Huang Was Vouching For His Own Bet
When Jensen Huang stepped onto Matt Murphy's Computex keynote stage on June 2 and said 'the next trillion-dollar company, ladies and gentlemen,' the moment looked spontaneous. It wasn't. Two months earlier, NVIDIA had announced a $2 billion strategic investment in Marvell as part of an expanded partnership built around NVLink Fusion, the platform that lets third-party custom silicon plug into NVIDIA's rack-scale AI ecosystem [1]. The same deal bundled in joint silicon-photonics development. So when the CEO of the most valuable AI infrastructure company in the world publicly anointed Marvell, he was vouching for a portfolio company, not making a cold market call.

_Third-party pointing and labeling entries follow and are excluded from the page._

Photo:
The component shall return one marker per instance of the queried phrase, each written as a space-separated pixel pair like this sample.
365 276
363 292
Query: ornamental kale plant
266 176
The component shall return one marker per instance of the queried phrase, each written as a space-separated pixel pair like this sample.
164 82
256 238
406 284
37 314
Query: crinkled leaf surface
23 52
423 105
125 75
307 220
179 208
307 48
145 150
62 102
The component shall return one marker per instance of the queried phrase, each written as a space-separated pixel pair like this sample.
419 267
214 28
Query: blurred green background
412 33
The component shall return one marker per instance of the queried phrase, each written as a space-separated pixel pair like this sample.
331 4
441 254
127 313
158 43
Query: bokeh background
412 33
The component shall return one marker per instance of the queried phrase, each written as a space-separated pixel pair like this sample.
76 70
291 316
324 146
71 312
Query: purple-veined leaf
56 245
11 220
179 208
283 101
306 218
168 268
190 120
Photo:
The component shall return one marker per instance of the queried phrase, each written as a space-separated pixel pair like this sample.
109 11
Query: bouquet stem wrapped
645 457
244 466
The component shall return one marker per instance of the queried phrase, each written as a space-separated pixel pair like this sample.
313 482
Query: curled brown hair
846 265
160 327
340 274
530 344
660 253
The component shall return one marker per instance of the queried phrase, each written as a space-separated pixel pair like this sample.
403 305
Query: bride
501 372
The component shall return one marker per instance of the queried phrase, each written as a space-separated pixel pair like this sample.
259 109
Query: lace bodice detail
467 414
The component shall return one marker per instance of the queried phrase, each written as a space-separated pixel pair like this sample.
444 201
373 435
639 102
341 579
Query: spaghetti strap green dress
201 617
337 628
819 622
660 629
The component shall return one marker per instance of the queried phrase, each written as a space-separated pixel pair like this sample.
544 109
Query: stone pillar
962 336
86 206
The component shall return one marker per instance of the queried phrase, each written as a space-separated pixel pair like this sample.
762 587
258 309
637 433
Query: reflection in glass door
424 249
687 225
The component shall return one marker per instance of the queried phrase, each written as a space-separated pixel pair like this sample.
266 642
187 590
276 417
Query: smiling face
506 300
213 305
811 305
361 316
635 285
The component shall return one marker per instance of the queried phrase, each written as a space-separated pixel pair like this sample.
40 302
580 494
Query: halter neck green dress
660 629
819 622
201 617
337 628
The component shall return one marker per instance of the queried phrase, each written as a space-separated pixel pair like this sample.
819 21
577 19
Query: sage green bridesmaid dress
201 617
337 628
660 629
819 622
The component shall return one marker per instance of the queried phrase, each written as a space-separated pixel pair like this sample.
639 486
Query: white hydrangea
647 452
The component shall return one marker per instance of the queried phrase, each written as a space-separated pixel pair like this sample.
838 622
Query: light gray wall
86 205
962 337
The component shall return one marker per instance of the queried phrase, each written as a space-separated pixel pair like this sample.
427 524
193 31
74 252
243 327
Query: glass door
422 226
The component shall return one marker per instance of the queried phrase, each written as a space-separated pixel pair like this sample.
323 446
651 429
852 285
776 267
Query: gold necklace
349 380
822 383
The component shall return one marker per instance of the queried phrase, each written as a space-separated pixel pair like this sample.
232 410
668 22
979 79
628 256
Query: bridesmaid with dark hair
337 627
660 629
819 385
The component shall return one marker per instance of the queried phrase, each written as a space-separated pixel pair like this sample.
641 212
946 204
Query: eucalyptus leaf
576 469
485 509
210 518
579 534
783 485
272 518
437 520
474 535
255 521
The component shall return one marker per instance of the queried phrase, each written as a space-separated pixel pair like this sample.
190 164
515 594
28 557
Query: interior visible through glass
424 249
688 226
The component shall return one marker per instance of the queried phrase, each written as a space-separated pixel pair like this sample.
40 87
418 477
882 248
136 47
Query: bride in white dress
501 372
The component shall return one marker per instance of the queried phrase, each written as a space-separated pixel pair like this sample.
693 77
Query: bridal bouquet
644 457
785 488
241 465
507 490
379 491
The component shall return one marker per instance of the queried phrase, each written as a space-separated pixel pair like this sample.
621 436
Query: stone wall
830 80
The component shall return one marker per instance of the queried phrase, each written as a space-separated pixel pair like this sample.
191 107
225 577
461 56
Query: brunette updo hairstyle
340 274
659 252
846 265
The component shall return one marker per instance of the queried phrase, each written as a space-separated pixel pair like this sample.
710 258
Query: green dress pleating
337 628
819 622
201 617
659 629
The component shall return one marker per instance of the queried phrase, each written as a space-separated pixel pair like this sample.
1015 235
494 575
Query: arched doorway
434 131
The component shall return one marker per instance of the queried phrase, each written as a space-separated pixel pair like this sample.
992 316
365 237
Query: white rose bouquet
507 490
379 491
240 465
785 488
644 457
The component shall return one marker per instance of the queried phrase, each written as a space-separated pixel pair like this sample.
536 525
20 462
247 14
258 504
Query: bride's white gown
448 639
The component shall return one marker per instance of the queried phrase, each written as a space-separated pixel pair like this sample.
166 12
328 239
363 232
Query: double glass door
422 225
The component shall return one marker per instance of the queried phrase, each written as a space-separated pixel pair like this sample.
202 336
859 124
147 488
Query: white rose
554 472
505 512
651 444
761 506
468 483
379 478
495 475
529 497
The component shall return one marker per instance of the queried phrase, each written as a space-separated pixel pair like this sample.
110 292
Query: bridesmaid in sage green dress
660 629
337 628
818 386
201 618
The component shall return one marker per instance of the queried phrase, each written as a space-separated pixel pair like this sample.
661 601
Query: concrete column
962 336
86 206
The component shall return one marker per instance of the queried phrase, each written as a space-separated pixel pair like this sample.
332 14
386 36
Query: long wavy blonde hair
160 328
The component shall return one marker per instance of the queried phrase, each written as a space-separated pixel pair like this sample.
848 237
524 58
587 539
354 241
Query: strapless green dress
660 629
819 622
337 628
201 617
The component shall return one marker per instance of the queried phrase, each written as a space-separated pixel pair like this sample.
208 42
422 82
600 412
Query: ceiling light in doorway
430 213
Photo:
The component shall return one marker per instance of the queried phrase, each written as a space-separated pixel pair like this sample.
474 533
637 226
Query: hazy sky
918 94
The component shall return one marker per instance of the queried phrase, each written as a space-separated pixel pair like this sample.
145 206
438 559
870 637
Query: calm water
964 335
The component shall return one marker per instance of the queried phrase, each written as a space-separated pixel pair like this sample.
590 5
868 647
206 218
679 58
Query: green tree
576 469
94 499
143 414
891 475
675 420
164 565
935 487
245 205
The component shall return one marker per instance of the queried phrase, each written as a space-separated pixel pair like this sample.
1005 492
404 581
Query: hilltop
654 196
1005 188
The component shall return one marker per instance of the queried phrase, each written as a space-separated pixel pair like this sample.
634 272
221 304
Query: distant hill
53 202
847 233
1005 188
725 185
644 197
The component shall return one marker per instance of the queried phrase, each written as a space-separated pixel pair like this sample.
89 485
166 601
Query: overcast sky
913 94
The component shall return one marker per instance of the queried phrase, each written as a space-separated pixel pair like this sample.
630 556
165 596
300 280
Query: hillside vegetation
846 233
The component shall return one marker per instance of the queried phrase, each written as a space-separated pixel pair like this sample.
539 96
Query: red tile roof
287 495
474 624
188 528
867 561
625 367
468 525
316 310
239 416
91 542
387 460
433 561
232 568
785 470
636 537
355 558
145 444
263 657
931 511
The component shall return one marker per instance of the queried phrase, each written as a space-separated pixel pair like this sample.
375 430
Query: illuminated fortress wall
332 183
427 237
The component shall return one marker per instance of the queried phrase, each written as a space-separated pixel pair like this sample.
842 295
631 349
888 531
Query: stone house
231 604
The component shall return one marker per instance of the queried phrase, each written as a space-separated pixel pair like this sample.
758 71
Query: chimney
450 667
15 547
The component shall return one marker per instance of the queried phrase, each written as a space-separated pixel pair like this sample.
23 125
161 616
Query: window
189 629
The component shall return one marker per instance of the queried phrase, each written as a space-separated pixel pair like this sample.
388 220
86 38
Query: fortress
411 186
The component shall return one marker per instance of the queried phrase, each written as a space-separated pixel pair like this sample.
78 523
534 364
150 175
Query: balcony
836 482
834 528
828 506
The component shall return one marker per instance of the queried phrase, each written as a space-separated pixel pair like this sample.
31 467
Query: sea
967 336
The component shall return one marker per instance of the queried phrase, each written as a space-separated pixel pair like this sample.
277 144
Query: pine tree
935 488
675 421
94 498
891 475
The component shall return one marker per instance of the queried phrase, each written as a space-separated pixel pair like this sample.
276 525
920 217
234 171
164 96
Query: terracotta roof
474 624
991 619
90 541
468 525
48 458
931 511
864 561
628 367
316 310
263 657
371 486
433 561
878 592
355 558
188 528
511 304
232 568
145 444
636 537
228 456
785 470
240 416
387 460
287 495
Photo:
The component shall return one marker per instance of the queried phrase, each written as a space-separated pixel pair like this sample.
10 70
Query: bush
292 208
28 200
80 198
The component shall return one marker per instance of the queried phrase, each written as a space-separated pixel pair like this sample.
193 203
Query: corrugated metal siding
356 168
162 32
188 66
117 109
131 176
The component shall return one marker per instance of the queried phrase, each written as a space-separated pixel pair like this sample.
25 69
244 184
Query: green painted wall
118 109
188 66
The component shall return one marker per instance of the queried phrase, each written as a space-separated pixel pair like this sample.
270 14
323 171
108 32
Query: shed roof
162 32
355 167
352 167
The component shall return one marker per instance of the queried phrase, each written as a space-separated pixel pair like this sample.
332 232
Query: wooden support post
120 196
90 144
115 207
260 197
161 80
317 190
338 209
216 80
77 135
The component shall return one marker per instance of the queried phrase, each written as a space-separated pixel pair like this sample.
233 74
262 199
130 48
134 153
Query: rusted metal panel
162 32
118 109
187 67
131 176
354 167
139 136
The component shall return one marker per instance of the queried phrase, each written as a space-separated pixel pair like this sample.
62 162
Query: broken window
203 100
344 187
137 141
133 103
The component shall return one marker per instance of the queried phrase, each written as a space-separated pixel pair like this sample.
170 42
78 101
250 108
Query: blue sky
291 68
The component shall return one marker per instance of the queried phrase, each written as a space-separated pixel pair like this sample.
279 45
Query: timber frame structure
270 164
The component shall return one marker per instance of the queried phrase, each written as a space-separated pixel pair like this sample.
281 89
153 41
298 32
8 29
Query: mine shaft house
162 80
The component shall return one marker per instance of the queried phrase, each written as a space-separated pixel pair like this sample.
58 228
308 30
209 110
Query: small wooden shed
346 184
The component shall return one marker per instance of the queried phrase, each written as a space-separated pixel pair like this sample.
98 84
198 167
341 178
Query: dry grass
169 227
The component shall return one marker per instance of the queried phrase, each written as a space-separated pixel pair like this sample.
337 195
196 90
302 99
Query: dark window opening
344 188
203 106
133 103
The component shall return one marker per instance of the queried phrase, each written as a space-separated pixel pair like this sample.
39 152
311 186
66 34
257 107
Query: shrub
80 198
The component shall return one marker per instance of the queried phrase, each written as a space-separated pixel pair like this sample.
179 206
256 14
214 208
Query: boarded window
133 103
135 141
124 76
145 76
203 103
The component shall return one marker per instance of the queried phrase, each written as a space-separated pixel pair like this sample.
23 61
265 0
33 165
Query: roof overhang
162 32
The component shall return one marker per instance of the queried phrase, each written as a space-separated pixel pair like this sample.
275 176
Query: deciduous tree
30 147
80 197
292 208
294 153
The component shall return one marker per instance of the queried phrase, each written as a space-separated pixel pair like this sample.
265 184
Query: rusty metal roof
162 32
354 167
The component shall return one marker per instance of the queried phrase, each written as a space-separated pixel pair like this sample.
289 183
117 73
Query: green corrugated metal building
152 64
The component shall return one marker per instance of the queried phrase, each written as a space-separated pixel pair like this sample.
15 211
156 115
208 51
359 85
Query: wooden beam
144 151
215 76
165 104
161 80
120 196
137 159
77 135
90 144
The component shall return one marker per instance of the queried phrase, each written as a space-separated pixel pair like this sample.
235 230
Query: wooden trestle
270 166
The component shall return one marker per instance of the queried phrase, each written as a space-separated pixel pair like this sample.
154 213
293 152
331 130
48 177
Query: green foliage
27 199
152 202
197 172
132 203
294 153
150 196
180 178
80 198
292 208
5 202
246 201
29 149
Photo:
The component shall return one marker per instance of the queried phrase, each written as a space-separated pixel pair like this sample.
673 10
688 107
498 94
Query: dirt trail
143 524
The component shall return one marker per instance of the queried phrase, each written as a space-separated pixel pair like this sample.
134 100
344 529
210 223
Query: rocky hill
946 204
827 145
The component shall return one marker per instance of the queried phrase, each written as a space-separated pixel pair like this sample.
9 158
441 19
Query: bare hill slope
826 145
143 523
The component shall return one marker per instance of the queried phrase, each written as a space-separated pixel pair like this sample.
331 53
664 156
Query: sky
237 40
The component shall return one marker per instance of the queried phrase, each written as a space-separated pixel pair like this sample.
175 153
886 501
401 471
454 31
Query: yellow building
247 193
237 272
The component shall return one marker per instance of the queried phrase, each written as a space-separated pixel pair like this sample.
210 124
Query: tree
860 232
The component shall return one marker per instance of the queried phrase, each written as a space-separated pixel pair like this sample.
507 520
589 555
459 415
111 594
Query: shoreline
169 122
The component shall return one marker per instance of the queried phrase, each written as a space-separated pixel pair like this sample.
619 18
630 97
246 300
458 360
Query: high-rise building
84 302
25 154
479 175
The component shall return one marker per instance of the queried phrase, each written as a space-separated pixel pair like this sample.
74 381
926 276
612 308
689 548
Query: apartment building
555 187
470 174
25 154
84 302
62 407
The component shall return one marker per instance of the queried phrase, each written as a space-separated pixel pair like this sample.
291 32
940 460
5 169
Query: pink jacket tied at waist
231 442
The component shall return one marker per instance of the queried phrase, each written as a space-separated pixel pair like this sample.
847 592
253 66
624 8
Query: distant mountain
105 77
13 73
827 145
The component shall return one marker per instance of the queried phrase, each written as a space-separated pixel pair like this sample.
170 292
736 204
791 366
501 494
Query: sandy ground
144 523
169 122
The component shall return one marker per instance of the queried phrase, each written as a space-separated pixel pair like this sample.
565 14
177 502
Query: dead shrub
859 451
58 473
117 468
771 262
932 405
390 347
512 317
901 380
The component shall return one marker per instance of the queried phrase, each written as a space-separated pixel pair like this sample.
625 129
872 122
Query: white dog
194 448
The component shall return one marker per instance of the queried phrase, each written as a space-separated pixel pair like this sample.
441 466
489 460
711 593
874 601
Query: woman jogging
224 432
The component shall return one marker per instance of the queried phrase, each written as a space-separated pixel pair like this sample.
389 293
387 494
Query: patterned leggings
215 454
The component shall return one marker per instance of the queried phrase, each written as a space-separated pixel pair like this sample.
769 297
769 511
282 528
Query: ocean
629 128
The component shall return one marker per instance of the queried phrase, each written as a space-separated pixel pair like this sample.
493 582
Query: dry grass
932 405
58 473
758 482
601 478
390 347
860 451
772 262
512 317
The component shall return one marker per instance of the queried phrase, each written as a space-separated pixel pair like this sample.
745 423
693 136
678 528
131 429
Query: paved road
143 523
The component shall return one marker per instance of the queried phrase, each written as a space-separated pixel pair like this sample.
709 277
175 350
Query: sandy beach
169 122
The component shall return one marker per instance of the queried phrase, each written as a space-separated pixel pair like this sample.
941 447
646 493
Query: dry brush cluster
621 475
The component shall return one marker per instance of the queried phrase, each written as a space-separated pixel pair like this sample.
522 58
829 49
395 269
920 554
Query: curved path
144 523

That context reframes what the soundbite was. It is a public ratification of a thesis NVIDIA had already underwritten with capital, not the discovery of a new winner. Murphy reciprocated by positioning Marvell as 'the Switzerland of the industry. We work with everybody' [2], language carefully tuned to keep AWS, Microsoft, and Google comfortable while NVIDIA's logo sits more prominently in the wings. The endorsement-plus-equity pattern is becoming NVIDIA's preferred way to extend gravity into the layers of AI infrastructure it does not directly manufacture: invest, integrate into NVLink Fusion, then narrate the partner up on stage.